I sat in her TV room. I call her Bubba, but her name is Tala. It means “little palm tree” in Arabic. We were both still getting used to the fact that she has a TV room. It is something I associate with adulthood. It was five in morning, still dark outside. She was in her leggings, a sports bra and a tank top. I wore my leggings.
I had bought them from Old Navy for the job I had accepted and then turned down. I drove up to Bend Oregon where I would begin this job. I braved the Mt Hood pass as it snowed and I prayed. Once I got through the pass I called my sister and cried at her with snot sliding down my upper lip. I called the company and told them I would not be attending the orientation the next day. The man I spoke to asked me what was wrong. I told him the job simply wasn’t right for me. Tears eased out of my eyes again. I told him that I would be crying soon if I did not hang up. He wished me luck and hung up the phone. I checked into my Motel 6 room. I ate a yellow curry noodle dish from the local Thai restaurant and watched New Girl in between cheap sheets for the rest of the night.
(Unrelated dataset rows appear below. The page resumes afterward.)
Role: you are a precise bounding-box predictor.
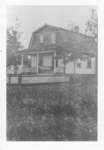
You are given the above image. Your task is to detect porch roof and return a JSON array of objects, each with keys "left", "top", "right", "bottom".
[
  {"left": 17, "top": 44, "right": 96, "bottom": 56},
  {"left": 17, "top": 44, "right": 64, "bottom": 55}
]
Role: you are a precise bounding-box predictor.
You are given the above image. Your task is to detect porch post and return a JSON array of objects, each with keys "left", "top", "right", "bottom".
[
  {"left": 36, "top": 53, "right": 39, "bottom": 73},
  {"left": 21, "top": 55, "right": 24, "bottom": 67},
  {"left": 63, "top": 54, "right": 66, "bottom": 74},
  {"left": 54, "top": 52, "right": 56, "bottom": 73}
]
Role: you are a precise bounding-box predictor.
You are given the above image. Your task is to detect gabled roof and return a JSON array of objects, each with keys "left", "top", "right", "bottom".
[
  {"left": 32, "top": 24, "right": 97, "bottom": 54},
  {"left": 33, "top": 24, "right": 96, "bottom": 40},
  {"left": 20, "top": 24, "right": 97, "bottom": 56}
]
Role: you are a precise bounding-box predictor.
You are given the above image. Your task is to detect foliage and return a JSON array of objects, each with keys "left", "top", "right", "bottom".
[
  {"left": 7, "top": 77, "right": 97, "bottom": 141},
  {"left": 7, "top": 22, "right": 23, "bottom": 66},
  {"left": 85, "top": 9, "right": 98, "bottom": 40}
]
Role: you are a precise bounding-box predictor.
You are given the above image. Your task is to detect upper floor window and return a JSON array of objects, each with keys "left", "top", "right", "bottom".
[
  {"left": 51, "top": 33, "right": 56, "bottom": 44},
  {"left": 39, "top": 32, "right": 56, "bottom": 44},
  {"left": 39, "top": 34, "right": 44, "bottom": 43}
]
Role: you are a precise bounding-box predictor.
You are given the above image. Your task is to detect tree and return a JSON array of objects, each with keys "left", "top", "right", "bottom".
[
  {"left": 85, "top": 9, "right": 98, "bottom": 40},
  {"left": 7, "top": 21, "right": 23, "bottom": 66},
  {"left": 67, "top": 22, "right": 80, "bottom": 33}
]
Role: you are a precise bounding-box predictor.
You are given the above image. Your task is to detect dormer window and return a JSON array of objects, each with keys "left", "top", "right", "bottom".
[
  {"left": 39, "top": 34, "right": 44, "bottom": 43},
  {"left": 51, "top": 33, "right": 56, "bottom": 44}
]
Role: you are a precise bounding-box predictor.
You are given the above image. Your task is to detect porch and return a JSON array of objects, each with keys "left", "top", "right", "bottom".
[{"left": 16, "top": 48, "right": 66, "bottom": 75}]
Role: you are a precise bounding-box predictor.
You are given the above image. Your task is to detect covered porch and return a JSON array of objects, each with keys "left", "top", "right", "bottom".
[{"left": 17, "top": 47, "right": 66, "bottom": 75}]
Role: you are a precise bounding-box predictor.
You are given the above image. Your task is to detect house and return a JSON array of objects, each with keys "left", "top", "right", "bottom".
[{"left": 16, "top": 24, "right": 97, "bottom": 75}]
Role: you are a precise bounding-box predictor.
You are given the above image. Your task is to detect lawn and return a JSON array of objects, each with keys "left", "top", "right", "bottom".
[{"left": 7, "top": 76, "right": 97, "bottom": 141}]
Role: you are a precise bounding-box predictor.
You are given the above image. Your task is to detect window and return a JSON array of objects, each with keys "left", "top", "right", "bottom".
[
  {"left": 31, "top": 55, "right": 37, "bottom": 68},
  {"left": 87, "top": 57, "right": 92, "bottom": 68},
  {"left": 56, "top": 57, "right": 64, "bottom": 67},
  {"left": 51, "top": 33, "right": 56, "bottom": 44},
  {"left": 39, "top": 53, "right": 54, "bottom": 73},
  {"left": 23, "top": 55, "right": 31, "bottom": 68},
  {"left": 82, "top": 55, "right": 87, "bottom": 61},
  {"left": 39, "top": 34, "right": 44, "bottom": 43},
  {"left": 77, "top": 62, "right": 81, "bottom": 68},
  {"left": 42, "top": 55, "right": 53, "bottom": 67}
]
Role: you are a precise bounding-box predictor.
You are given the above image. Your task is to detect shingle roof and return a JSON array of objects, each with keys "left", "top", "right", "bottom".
[
  {"left": 17, "top": 44, "right": 96, "bottom": 56},
  {"left": 17, "top": 44, "right": 63, "bottom": 54},
  {"left": 33, "top": 24, "right": 96, "bottom": 40},
  {"left": 19, "top": 24, "right": 97, "bottom": 56}
]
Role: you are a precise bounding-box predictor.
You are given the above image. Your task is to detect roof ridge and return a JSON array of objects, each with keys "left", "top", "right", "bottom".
[{"left": 33, "top": 23, "right": 95, "bottom": 40}]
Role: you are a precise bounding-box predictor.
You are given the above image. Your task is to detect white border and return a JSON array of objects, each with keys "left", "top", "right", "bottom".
[{"left": 0, "top": 0, "right": 104, "bottom": 150}]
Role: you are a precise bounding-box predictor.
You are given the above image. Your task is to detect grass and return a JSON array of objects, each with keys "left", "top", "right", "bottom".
[{"left": 7, "top": 76, "right": 97, "bottom": 141}]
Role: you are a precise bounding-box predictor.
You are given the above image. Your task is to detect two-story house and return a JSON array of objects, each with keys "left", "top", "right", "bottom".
[{"left": 16, "top": 24, "right": 97, "bottom": 76}]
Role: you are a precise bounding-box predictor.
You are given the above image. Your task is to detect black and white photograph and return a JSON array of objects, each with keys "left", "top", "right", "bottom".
[{"left": 6, "top": 5, "right": 97, "bottom": 141}]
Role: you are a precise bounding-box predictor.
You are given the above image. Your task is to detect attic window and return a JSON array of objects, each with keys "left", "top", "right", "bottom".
[
  {"left": 39, "top": 34, "right": 44, "bottom": 43},
  {"left": 51, "top": 33, "right": 56, "bottom": 44}
]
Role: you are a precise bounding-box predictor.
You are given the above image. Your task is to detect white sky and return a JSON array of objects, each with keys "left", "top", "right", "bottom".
[{"left": 7, "top": 6, "right": 97, "bottom": 48}]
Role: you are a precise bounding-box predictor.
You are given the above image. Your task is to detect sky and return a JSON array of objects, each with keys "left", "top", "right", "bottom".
[{"left": 7, "top": 6, "right": 97, "bottom": 48}]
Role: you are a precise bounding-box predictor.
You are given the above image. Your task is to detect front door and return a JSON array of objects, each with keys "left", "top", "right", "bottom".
[{"left": 38, "top": 53, "right": 54, "bottom": 74}]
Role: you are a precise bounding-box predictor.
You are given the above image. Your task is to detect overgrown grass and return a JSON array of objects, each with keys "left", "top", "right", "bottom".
[{"left": 7, "top": 77, "right": 97, "bottom": 141}]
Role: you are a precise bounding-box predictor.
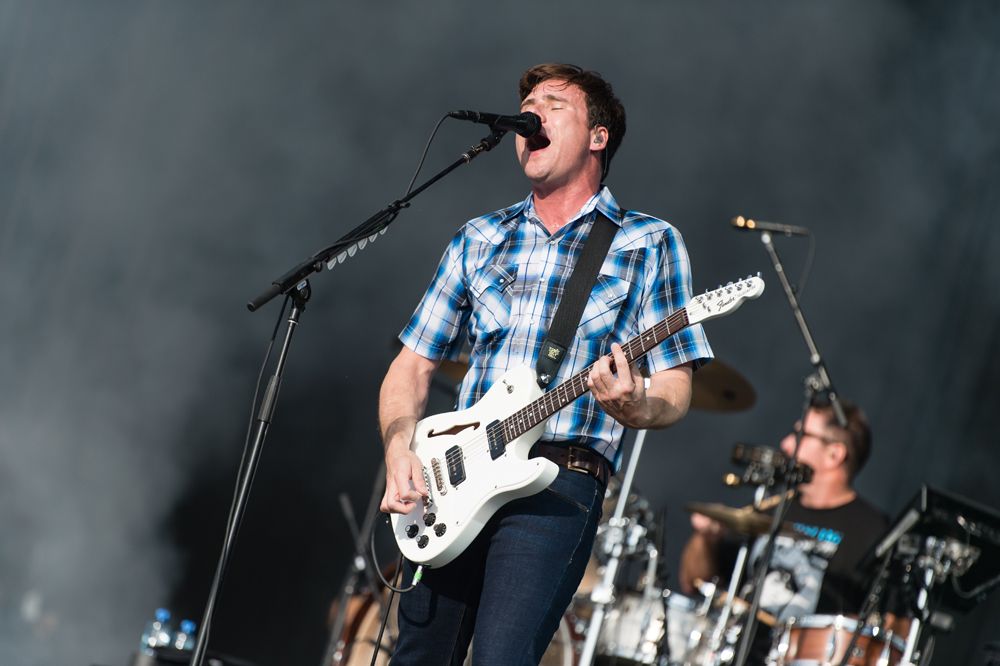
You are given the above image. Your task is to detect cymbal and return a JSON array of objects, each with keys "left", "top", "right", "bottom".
[
  {"left": 683, "top": 501, "right": 798, "bottom": 537},
  {"left": 690, "top": 359, "right": 756, "bottom": 412}
]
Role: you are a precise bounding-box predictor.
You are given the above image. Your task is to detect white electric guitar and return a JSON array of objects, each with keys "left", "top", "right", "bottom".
[{"left": 392, "top": 275, "right": 765, "bottom": 567}]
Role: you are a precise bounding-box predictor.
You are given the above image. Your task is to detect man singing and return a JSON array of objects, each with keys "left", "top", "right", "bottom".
[{"left": 379, "top": 63, "right": 713, "bottom": 666}]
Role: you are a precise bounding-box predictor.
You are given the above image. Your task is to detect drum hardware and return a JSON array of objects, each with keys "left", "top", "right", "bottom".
[
  {"left": 578, "top": 429, "right": 663, "bottom": 666},
  {"left": 686, "top": 439, "right": 816, "bottom": 666},
  {"left": 323, "top": 470, "right": 391, "bottom": 666},
  {"left": 856, "top": 485, "right": 1000, "bottom": 666},
  {"left": 728, "top": 444, "right": 813, "bottom": 493}
]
Tears continued to ooze, but there was no more sobbing
My leggings were black and white and looked more athletic than I was. I sat on the couch and Tala did the work out I was supposed to be doing too. My eyes were puffy. She did squats as I told her about the man in Los Angeles who I had been spending most of my nights with less than a week ago. Portland had dragged me away from him with its familiar friendships and evergreen trees.
The night before my phone had lit up with the words “Vh calling.” Vh’s real name is Aaron and he is the man from Los Angeles. Our first “morning after”, I woke up early. I rushed in getting dressed. My head still spun. He woke up as I was standing at the foot of his bed with one arm in my blouse.
“You leaving?” he said squinting in my direction.
“Take my number down. “
And I did saving it under the first two letters my fingers touched.
The first text I sent him was
“Do you have any STDs?”
“Haha, nope.” He responded.
“Are you lying?” I asked
“Why would I lie about that?”
The next night he invited me over and we went on our first date, drinking beers in his kitchen of the house that he owns. We asked questions like
“Do you have any siblings?”
“What would your last meal be?”
And then he invited me out with his friends and they approved. Then we were something more than we were before that.
The thing I miss most about him is his comfort. Not just the comfort of being around somebody I know, but the comfort of being so certain that he wanted me. He sought companionship.
On the phone, the night before sitting in the TV room, we talked about ending our Portland, Los Angeles affair. I no longer had plans of coming back. He asked me why I didn’t want to be with him. I told him it had nothing to do with being or not being with him.
“Edge of Glory” played on the TV as Tala did crunches and I stared and thought. Rain was breaking the silence of dawn outside. Lady Gaga sang and I felt a subtle pang of relief of being with her in a rainy city that did not have any expectations.